Mercury 2 icon

Mercury 2

Mercury 2 is Inception’s diffusion-based reasoning language model for production AI workflows that need low latency, OpenAI API compatibility, and structured output support. It is aimed at coding, agentic, voice, and retrieval-heavy applications.

Mercury 2

What Mercury 2 is

Mercury 2 is Inception’s fastest reasoning language model, built on diffusion rather than autoregressive decoding. It is presented as a production-oriented LLM for teams that need reasoning-level quality inside tight latency budgets.

The product is aimed at workflows where latency compounds across many steps, such as coding assistants, agentic loops, voice interfaces, and retrieval pipelines. Inception says Mercury 2 is available now through its API and chat experience, and that it is OpenAI API compatible for easier adoption in existing stacks.

Key capabilities

Diffusion-based reasoning

Mercury 2 uses diffusion-based generation rather than left-to-right token decoding, refining outputs in parallel over a small number of steps.

High-throughput generation

The models page describes Mercury 2 as running at 1,000+ tokens per second on commercial NVIDIA GPUs, and the launch post cites 1,009 tokens per second on NVIDIA Blackwell GPUs.

Drop-in API compatibility

The model is presented as OpenAI API compatible and usable as a drop-in replacement for existing LLM workflows.

Production-oriented output controls

Inception lists tunable reasoning, a 128K context window, native tool use, and schema-aligned JSON output for production workflows.

Latency-focused design

The launch post says Mercury 2 is designed to keep p95 latency, turn-to-turn behavior, and throughput stable under high concurrency.

General-purpose reasoning model

Inception positions Mercury 2 as its most powerful model for complex applications where both performance and speed matter.

Where Mercury 2 fits

  • Coding and editing

    For autocomplete, next-edit suggestions, refactors, and interactive coding agents, Mercury 2 is positioned to keep suggestions responsive enough to stay in the developer’s flow.

  • Agentic loops

    For workflows that chain many inference calls, such as subagents or campaign optimization, lower per-call latency can change how many steps are practical to run.

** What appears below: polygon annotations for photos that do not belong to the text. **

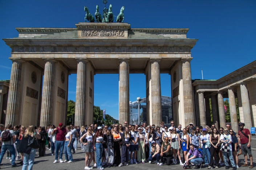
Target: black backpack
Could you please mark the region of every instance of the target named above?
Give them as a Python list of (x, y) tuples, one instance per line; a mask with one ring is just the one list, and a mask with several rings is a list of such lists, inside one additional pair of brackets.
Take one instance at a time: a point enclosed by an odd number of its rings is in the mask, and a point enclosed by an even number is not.
[(2, 141), (3, 142), (7, 142), (10, 141), (12, 137), (11, 136), (11, 132), (10, 131), (4, 131), (2, 134), (2, 137), (1, 138)]

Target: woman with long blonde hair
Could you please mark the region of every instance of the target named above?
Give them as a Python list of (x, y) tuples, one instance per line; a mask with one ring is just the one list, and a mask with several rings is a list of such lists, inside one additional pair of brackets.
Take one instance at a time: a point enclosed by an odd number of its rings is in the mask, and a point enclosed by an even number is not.
[[(34, 137), (36, 139), (41, 139), (41, 136), (38, 133), (37, 133), (35, 132), (34, 126), (33, 125), (31, 125), (28, 127), (27, 131), (23, 135), (22, 140), (26, 141), (27, 140), (28, 141), (28, 138), (29, 137)], [(22, 170), (27, 170), (27, 167), (28, 166), (28, 170), (32, 170), (33, 167), (33, 165), (34, 164), (34, 157), (36, 156), (36, 149), (32, 148), (27, 146), (27, 145), (26, 146), (24, 146), (24, 145), (22, 145), (22, 143), (21, 143), (21, 145), (20, 146), (20, 149), (23, 150), (24, 151), (24, 160), (23, 160), (23, 166), (22, 167)], [(28, 150), (28, 149), (30, 149), (29, 153), (27, 153), (25, 150)]]

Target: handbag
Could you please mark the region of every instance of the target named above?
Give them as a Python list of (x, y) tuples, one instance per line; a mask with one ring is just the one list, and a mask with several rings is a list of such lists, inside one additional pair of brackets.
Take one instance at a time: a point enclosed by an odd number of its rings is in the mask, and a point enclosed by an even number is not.
[(28, 146), (34, 149), (38, 149), (39, 148), (39, 144), (38, 143), (38, 141), (36, 138), (34, 137), (34, 136), (33, 137), (29, 136)]
[(225, 146), (225, 145), (223, 145), (223, 144), (222, 144), (222, 146), (220, 148), (220, 150), (227, 153), (229, 153), (230, 152), (229, 147), (228, 146), (228, 145), (226, 146)]

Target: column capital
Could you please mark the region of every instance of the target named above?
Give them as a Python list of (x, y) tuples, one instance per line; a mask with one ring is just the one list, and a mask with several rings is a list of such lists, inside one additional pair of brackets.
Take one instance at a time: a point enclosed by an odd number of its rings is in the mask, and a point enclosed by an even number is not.
[(181, 60), (180, 60), (180, 61), (182, 62), (184, 62), (184, 61), (188, 61), (188, 62), (190, 62), (190, 61), (191, 61), (191, 60), (192, 60), (192, 59), (193, 59), (192, 57), (182, 58)]
[(83, 59), (76, 58), (76, 59), (77, 61), (77, 63), (79, 63), (80, 62), (83, 62), (84, 63), (87, 63), (88, 62), (88, 60), (87, 60), (87, 58), (84, 58)]

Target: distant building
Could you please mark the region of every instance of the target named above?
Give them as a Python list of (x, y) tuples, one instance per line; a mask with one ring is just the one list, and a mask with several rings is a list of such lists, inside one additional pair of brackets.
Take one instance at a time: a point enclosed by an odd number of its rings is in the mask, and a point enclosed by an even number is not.
[[(168, 96), (161, 96), (162, 103), (162, 121), (164, 124), (170, 123), (172, 120), (172, 112), (171, 98)], [(139, 111), (138, 108), (139, 107)], [(137, 100), (130, 103), (130, 122), (131, 124), (142, 124), (146, 122), (148, 124), (147, 117), (147, 107), (146, 98), (141, 99), (138, 98)], [(140, 116), (138, 115), (139, 113)], [(159, 122), (159, 123), (160, 123)]]

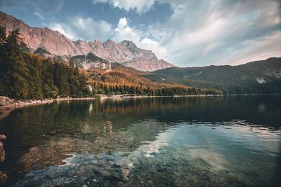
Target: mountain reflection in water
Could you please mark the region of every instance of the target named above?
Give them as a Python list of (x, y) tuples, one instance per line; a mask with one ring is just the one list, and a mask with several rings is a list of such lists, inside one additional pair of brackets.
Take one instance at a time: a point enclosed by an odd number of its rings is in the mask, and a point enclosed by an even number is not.
[(159, 97), (18, 109), (0, 121), (8, 137), (0, 170), (18, 186), (274, 186), (280, 103)]

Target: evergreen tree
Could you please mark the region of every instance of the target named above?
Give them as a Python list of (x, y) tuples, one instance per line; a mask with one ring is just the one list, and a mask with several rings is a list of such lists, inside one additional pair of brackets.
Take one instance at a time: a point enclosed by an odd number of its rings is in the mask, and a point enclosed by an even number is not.
[(5, 89), (4, 95), (15, 99), (26, 99), (28, 95), (27, 69), (18, 35), (18, 30), (11, 32), (4, 44), (6, 50), (4, 63), (6, 63), (7, 69), (5, 69), (3, 83), (6, 88), (9, 88)]

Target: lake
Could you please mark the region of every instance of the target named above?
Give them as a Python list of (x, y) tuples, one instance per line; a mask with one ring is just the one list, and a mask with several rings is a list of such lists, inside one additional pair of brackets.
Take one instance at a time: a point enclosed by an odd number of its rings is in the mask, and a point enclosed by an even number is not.
[(12, 111), (7, 186), (277, 186), (281, 96), (65, 101)]

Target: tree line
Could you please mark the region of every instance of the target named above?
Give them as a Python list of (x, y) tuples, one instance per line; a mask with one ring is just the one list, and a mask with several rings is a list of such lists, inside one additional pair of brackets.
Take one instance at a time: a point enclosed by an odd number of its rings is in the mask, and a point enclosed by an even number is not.
[[(216, 89), (157, 83), (130, 74), (126, 69), (122, 71), (120, 74), (120, 71), (113, 70), (103, 81), (93, 80), (92, 73), (79, 70), (73, 62), (67, 64), (55, 57), (41, 57), (30, 53), (20, 38), (18, 30), (6, 35), (5, 28), (0, 27), (0, 95), (17, 99), (41, 99), (93, 97), (96, 94), (150, 96), (221, 94)], [(92, 92), (88, 85), (92, 86)]]
[(91, 96), (86, 77), (73, 64), (30, 53), (18, 30), (0, 27), (0, 95), (18, 99)]

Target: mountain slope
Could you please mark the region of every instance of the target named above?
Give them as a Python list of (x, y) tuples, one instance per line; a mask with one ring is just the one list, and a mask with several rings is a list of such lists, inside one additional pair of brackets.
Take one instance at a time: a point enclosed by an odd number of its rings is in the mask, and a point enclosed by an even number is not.
[(161, 83), (215, 88), (225, 94), (280, 93), (281, 57), (234, 67), (171, 67), (143, 76)]
[[(132, 41), (124, 41), (119, 43), (110, 40), (103, 43), (98, 40), (90, 42), (83, 40), (72, 41), (58, 31), (53, 31), (48, 27), (31, 27), (22, 20), (1, 11), (0, 25), (6, 27), (7, 33), (19, 29), (21, 37), (32, 52), (38, 48), (44, 49), (46, 52), (45, 55), (51, 53), (53, 56), (60, 56), (66, 61), (68, 61), (70, 57), (93, 53), (107, 61), (116, 62), (143, 71), (173, 67), (163, 60), (159, 60), (151, 50), (138, 48)], [(75, 63), (81, 65), (82, 62), (79, 61)], [(96, 67), (95, 64), (89, 64), (87, 62), (83, 63), (85, 64), (82, 67), (85, 68)], [(99, 63), (102, 64), (103, 62)]]

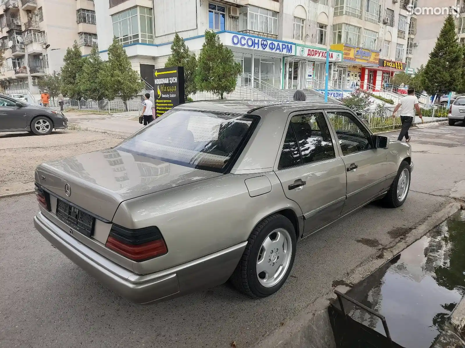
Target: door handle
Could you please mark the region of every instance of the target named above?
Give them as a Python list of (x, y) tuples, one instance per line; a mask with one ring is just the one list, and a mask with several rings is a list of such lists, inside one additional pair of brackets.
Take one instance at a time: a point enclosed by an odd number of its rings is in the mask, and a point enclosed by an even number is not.
[(297, 188), (298, 187), (300, 187), (302, 186), (303, 186), (306, 183), (307, 183), (306, 181), (303, 181), (300, 179), (299, 179), (299, 180), (296, 180), (295, 181), (294, 181), (293, 184), (291, 184), (289, 186), (288, 186), (287, 188), (289, 190), (293, 190), (294, 188)]

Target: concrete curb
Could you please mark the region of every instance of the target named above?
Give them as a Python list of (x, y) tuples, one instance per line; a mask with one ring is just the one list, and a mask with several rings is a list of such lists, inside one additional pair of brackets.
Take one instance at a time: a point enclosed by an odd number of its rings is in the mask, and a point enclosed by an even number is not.
[[(406, 236), (399, 237), (380, 249), (378, 256), (382, 255), (382, 257), (377, 258), (377, 254), (375, 253), (362, 261), (351, 273), (346, 275), (343, 280), (348, 284), (359, 283), (449, 216), (464, 208), (465, 204), (458, 202), (448, 205)], [(345, 293), (350, 288), (339, 286), (336, 289)], [(334, 348), (336, 345), (327, 311), (329, 301), (336, 298), (333, 291), (334, 289), (328, 289), (326, 294), (259, 342), (255, 348)], [(465, 304), (464, 309), (465, 310)]]
[(33, 190), (28, 190), (22, 191), (21, 192), (18, 192), (14, 193), (6, 193), (5, 194), (0, 194), (0, 199), (1, 198), (7, 198), (9, 197), (15, 197), (16, 196), (24, 196), (26, 194), (30, 194), (31, 193), (33, 193), (35, 191)]

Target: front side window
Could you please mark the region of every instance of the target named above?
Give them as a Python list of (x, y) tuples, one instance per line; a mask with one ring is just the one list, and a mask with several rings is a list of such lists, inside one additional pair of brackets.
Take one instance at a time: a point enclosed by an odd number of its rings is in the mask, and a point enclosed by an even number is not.
[(353, 115), (344, 111), (330, 112), (328, 117), (336, 130), (344, 155), (373, 148), (370, 133)]
[(225, 173), (259, 117), (176, 110), (116, 150), (192, 168)]
[(95, 24), (95, 11), (92, 10), (85, 10), (80, 8), (76, 11), (78, 23), (85, 23), (88, 24)]
[(305, 19), (294, 17), (294, 39), (303, 41), (304, 39), (304, 23)]
[(363, 46), (370, 50), (376, 49), (378, 32), (365, 29), (363, 31)]
[(224, 30), (226, 8), (224, 6), (208, 4), (208, 28), (213, 30)]
[(335, 157), (329, 129), (323, 113), (292, 116), (279, 159), (279, 168)]
[(320, 23), (318, 23), (318, 32), (317, 33), (317, 42), (320, 45), (326, 45), (326, 35), (328, 31), (328, 26), (322, 24)]

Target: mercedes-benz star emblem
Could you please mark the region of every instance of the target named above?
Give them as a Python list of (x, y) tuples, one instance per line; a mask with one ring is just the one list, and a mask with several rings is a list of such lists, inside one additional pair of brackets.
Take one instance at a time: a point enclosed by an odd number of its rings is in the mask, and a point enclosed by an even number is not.
[(71, 195), (71, 187), (69, 186), (69, 184), (65, 185), (65, 193), (68, 197)]

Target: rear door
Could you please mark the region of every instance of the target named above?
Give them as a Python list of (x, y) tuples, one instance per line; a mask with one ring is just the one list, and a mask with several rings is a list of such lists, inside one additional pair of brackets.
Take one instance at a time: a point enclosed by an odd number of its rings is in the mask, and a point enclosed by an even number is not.
[(367, 202), (385, 190), (387, 153), (375, 148), (371, 134), (354, 115), (327, 110), (345, 165), (347, 199), (343, 213)]
[(291, 116), (276, 174), (305, 217), (304, 234), (338, 216), (345, 199), (345, 166), (336, 155), (322, 111)]
[(0, 97), (0, 129), (26, 129), (26, 109), (19, 108), (13, 100)]

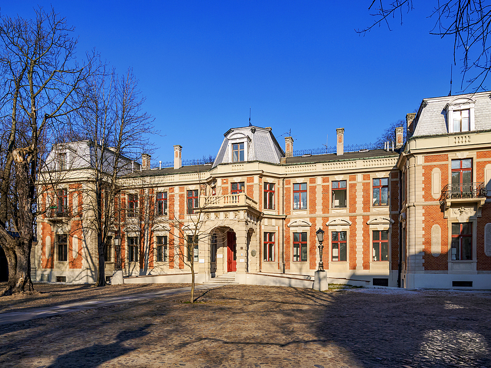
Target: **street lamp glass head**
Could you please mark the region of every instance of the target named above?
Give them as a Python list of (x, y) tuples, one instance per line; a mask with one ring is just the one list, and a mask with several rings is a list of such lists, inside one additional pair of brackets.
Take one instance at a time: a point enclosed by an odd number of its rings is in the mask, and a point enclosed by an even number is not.
[(315, 232), (315, 234), (317, 236), (317, 240), (319, 243), (322, 243), (324, 241), (324, 232), (321, 228), (319, 228), (319, 230)]

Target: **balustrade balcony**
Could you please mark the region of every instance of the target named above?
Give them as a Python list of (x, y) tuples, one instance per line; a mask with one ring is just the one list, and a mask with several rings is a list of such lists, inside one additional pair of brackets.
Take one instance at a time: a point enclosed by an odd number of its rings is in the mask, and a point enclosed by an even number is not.
[(488, 190), (484, 183), (447, 184), (441, 190), (440, 203), (447, 200), (486, 198)]
[(203, 210), (216, 210), (222, 208), (248, 207), (257, 209), (257, 202), (247, 197), (245, 193), (201, 197), (199, 205)]

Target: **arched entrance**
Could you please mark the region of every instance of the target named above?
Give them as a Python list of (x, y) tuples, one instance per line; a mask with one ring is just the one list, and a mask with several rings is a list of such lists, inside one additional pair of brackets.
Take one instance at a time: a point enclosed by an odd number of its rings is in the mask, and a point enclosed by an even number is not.
[(227, 272), (237, 270), (237, 237), (233, 230), (227, 232)]

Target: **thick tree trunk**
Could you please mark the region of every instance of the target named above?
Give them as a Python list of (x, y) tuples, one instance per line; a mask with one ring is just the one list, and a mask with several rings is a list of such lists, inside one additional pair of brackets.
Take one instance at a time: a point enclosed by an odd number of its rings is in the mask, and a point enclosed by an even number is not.
[(104, 259), (104, 245), (101, 234), (97, 236), (97, 281), (96, 286), (106, 286), (106, 262)]
[[(191, 253), (192, 257), (194, 255)], [(191, 303), (194, 302), (194, 263), (191, 261), (190, 265), (191, 266), (191, 299), (190, 301)]]
[[(34, 291), (30, 278), (30, 251), (34, 237), (32, 207), (34, 184), (26, 151), (19, 149), (13, 153), (19, 204), (17, 227), (19, 237), (13, 238), (4, 229), (0, 235), (3, 240), (9, 268), (8, 282), (2, 291), (2, 295)], [(33, 159), (32, 154), (30, 157)]]
[(2, 247), (8, 264), (8, 281), (0, 295), (10, 295), (18, 292), (33, 291), (30, 278), (30, 246), (27, 242), (13, 239), (14, 243)]

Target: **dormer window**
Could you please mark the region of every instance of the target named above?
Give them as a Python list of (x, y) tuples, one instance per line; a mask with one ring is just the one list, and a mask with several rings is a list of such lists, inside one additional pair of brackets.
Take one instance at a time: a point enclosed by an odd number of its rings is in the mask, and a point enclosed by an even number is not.
[(240, 162), (244, 160), (244, 144), (233, 143), (232, 145), (232, 162)]
[(474, 120), (475, 103), (475, 100), (473, 98), (458, 96), (447, 104), (445, 109), (449, 133), (475, 130)]
[(66, 169), (66, 152), (58, 154), (58, 167), (59, 170)]
[(469, 126), (469, 110), (457, 110), (452, 112), (452, 124), (454, 132), (458, 131), (468, 131), (470, 130)]

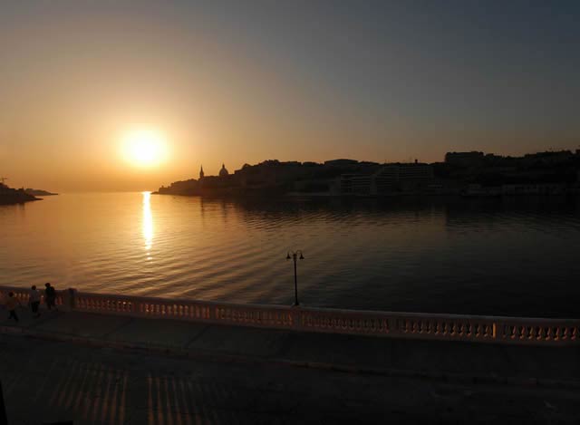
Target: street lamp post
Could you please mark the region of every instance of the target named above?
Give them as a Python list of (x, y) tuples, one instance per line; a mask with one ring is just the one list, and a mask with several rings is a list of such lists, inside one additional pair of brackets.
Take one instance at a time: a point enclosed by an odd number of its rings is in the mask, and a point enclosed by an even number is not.
[(304, 256), (302, 255), (302, 251), (298, 249), (297, 251), (288, 251), (288, 255), (286, 256), (286, 260), (292, 258), (294, 260), (294, 304), (299, 305), (298, 303), (298, 279), (296, 277), (296, 260), (304, 259)]

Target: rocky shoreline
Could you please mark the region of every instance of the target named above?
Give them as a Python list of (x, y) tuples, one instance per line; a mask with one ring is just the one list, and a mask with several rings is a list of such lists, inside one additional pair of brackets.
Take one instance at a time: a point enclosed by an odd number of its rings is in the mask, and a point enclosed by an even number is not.
[(12, 188), (5, 185), (0, 185), (0, 205), (24, 204), (40, 198), (27, 194), (23, 188)]

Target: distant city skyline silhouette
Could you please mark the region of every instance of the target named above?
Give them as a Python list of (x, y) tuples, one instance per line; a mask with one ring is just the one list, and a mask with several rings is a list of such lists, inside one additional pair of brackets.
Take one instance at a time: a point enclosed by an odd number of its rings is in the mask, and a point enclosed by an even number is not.
[[(0, 173), (139, 190), (202, 162), (575, 149), (579, 18), (577, 2), (10, 2)], [(131, 130), (166, 140), (133, 152), (149, 167), (127, 163)]]

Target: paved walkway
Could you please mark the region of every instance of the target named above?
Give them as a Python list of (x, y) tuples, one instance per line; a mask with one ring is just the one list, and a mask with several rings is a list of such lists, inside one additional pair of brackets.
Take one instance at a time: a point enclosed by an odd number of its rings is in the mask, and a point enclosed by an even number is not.
[(223, 362), (0, 334), (11, 425), (580, 423), (572, 389)]
[(418, 341), (141, 319), (79, 312), (0, 310), (0, 330), (198, 359), (293, 365), (458, 382), (580, 388), (580, 346)]

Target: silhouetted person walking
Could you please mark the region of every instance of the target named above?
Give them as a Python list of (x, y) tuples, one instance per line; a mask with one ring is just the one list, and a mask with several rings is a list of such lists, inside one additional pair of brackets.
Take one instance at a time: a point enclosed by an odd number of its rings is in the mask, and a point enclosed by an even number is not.
[(36, 285), (33, 285), (33, 287), (30, 289), (30, 308), (33, 311), (33, 314), (34, 317), (38, 317), (40, 313), (38, 312), (38, 305), (40, 305), (40, 291), (36, 289)]
[(16, 306), (20, 304), (20, 301), (14, 296), (14, 293), (8, 294), (8, 299), (6, 300), (6, 308), (8, 309), (8, 320), (14, 319), (18, 323), (18, 316), (16, 315)]
[(54, 290), (54, 286), (52, 286), (51, 284), (44, 284), (46, 289), (44, 289), (44, 303), (46, 304), (46, 308), (52, 310), (54, 307), (54, 310), (58, 311), (56, 308), (56, 291)]

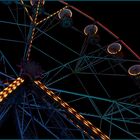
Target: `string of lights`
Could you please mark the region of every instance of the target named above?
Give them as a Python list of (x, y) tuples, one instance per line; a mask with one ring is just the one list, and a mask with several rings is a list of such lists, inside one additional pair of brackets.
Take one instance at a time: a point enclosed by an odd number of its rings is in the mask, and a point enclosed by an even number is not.
[(12, 93), (18, 86), (20, 86), (24, 80), (18, 77), (14, 82), (12, 82), (8, 87), (0, 92), (0, 102), (3, 101), (10, 93)]
[(86, 127), (88, 127), (94, 135), (99, 136), (102, 140), (110, 140), (110, 138), (105, 135), (100, 129), (96, 128), (90, 121), (86, 120), (82, 115), (80, 115), (74, 108), (70, 107), (68, 103), (64, 102), (59, 96), (49, 90), (40, 81), (34, 81), (45, 93), (47, 93), (51, 98), (53, 98), (57, 103), (59, 103), (64, 109), (69, 113), (74, 115), (79, 121), (81, 121)]
[(65, 7), (63, 7), (62, 9), (60, 9), (60, 10), (54, 12), (53, 14), (51, 14), (51, 15), (45, 17), (44, 19), (42, 19), (42, 20), (40, 20), (39, 22), (37, 22), (37, 25), (41, 24), (42, 22), (48, 20), (49, 18), (51, 18), (51, 17), (53, 17), (53, 16), (55, 16), (55, 15), (57, 15), (59, 12), (63, 11), (63, 10), (66, 9), (66, 8), (68, 8), (68, 6), (65, 6)]

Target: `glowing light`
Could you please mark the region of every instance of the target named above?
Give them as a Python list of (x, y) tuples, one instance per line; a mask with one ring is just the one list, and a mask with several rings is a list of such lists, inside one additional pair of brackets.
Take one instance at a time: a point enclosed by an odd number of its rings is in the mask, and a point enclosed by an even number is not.
[(59, 19), (62, 19), (64, 17), (72, 17), (72, 11), (70, 9), (62, 9), (58, 13)]
[[(100, 136), (104, 140), (109, 140), (109, 137), (107, 137), (105, 134), (101, 132), (100, 129), (96, 128), (94, 125), (92, 125), (91, 122), (86, 120), (82, 115), (80, 115), (75, 109), (70, 107), (66, 102), (64, 102), (59, 96), (55, 95), (55, 93), (51, 90), (49, 90), (45, 85), (43, 85), (39, 81), (35, 81), (35, 83), (43, 89), (49, 96), (51, 96), (57, 103), (59, 103), (62, 107), (64, 107), (68, 112), (70, 112), (72, 115), (75, 115), (75, 117), (81, 121), (84, 125), (86, 125), (92, 132), (98, 136)], [(78, 125), (77, 125), (78, 126)], [(86, 132), (86, 131), (85, 131)]]
[[(32, 6), (34, 6), (38, 1), (39, 1), (39, 0), (30, 0), (30, 4), (31, 4)], [(41, 3), (42, 5), (44, 5), (44, 4), (45, 4), (45, 0), (40, 0), (40, 3)]]
[(84, 34), (85, 35), (94, 35), (94, 34), (97, 33), (97, 31), (98, 31), (98, 27), (94, 24), (87, 25), (84, 28)]
[(122, 46), (119, 43), (112, 43), (107, 47), (107, 52), (109, 54), (117, 54), (121, 51)]
[(133, 65), (128, 69), (129, 75), (138, 76), (140, 75), (140, 65)]
[(13, 90), (15, 90), (23, 82), (24, 80), (19, 77), (15, 81), (13, 81), (13, 83), (11, 83), (8, 87), (6, 87), (3, 91), (1, 91), (0, 102), (2, 102), (3, 99), (8, 96), (8, 94), (12, 93)]
[(2, 102), (2, 101), (3, 101), (3, 98), (0, 97), (0, 102)]

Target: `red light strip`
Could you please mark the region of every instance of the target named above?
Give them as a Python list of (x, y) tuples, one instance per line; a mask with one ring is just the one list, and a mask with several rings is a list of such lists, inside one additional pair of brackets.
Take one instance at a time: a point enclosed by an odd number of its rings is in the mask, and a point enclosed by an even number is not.
[(43, 91), (45, 91), (50, 97), (52, 97), (57, 103), (59, 103), (64, 109), (69, 113), (74, 115), (79, 121), (81, 121), (86, 127), (88, 127), (94, 135), (99, 136), (102, 140), (110, 140), (110, 138), (101, 132), (100, 129), (96, 128), (90, 121), (86, 120), (82, 115), (80, 115), (74, 108), (70, 107), (68, 103), (64, 102), (59, 96), (49, 90), (40, 81), (34, 81)]
[(3, 91), (0, 92), (0, 102), (3, 101), (10, 93), (12, 93), (18, 86), (20, 86), (24, 80), (18, 77), (13, 83), (6, 87)]
[(83, 16), (87, 17), (88, 19), (90, 19), (91, 21), (93, 21), (94, 23), (96, 23), (97, 25), (99, 25), (100, 27), (102, 27), (104, 30), (106, 30), (109, 34), (111, 34), (115, 39), (117, 39), (118, 41), (120, 41), (125, 48), (127, 48), (137, 59), (140, 59), (140, 56), (134, 52), (126, 43), (124, 43), (117, 35), (115, 35), (111, 30), (109, 30), (107, 27), (105, 27), (103, 24), (101, 24), (99, 21), (96, 21), (93, 17), (87, 15), (86, 13), (84, 13), (83, 11), (79, 10), (78, 8), (69, 5), (67, 2), (64, 2), (63, 0), (59, 0), (59, 2), (63, 3), (64, 5), (68, 5), (69, 7), (71, 7), (73, 10), (79, 12), (80, 14), (82, 14)]

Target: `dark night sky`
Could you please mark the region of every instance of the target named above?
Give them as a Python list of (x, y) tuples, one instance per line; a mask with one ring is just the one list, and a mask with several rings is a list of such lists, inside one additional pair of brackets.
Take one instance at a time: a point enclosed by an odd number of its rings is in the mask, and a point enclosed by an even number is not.
[[(79, 8), (86, 14), (94, 17), (96, 20), (108, 27), (112, 32), (118, 35), (126, 44), (128, 44), (134, 51), (136, 51), (140, 55), (140, 2), (69, 1), (68, 3)], [(56, 6), (55, 3), (52, 5)], [(0, 6), (2, 5), (0, 4)], [(0, 15), (2, 16), (3, 13), (1, 12)], [(79, 20), (78, 17), (76, 20)], [(18, 50), (14, 50), (14, 53), (17, 51)], [(10, 115), (12, 113), (13, 112), (10, 112)], [(10, 115), (8, 116), (9, 119)], [(7, 121), (7, 123), (11, 123), (11, 125), (14, 125), (12, 124), (13, 122), (11, 122), (11, 120)], [(7, 129), (8, 126), (4, 126), (3, 131), (6, 131)], [(9, 131), (9, 137), (14, 137), (16, 132), (14, 130), (13, 132), (14, 133), (12, 133), (12, 131)], [(3, 135), (5, 135), (5, 133), (3, 133)], [(3, 135), (1, 135), (2, 138), (5, 137)]]

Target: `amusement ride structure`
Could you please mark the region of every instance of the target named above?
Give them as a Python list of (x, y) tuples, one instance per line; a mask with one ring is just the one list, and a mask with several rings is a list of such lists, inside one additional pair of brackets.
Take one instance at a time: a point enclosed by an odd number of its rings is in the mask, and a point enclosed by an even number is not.
[(123, 40), (62, 0), (4, 11), (1, 130), (12, 110), (15, 138), (140, 138), (140, 56)]

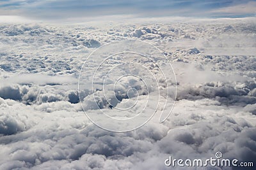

  • Real-time voice and interaction

    For voice interfaces and real-time conversation systems, Inception frames Mercury 2 as a way to keep text generation aligned with natural speech cadence.

  • Search and RAG pipelines

    For multi-hop retrieval, reranking, and summarization pipelines, Mercury 2 can add reasoning without pushing the end-to-end latency outside a practical range.

Pros and Cons

Pros

  • Designed for real-time or near-real-time applications where latency matters at every step.
  • Uses diffusion-based generation to produce multiple tokens in parallel instead of sequential decoding.
  • Supports tunable reasoning, tool use, structured JSON output, and a 128K context window.
  • Presented as OpenAI API compatible, which can reduce migration work for existing teams.
  • Supported by documented use cases across coding, agents, voice, and search workflows.

Cons

  • The public pricing page was unavailable, so plan details beyond the site’s pricing references are not fully documented on the source page.
  • The source materials do not provide a formal integration directory or deployment matrix.

FAQ

How do teams access Mercury 2?

Mercury 2 is available now through Inception’s API and chat interface. The site also says it is OpenAI API compatible, so it can be dropped into existing stacks without rewrites.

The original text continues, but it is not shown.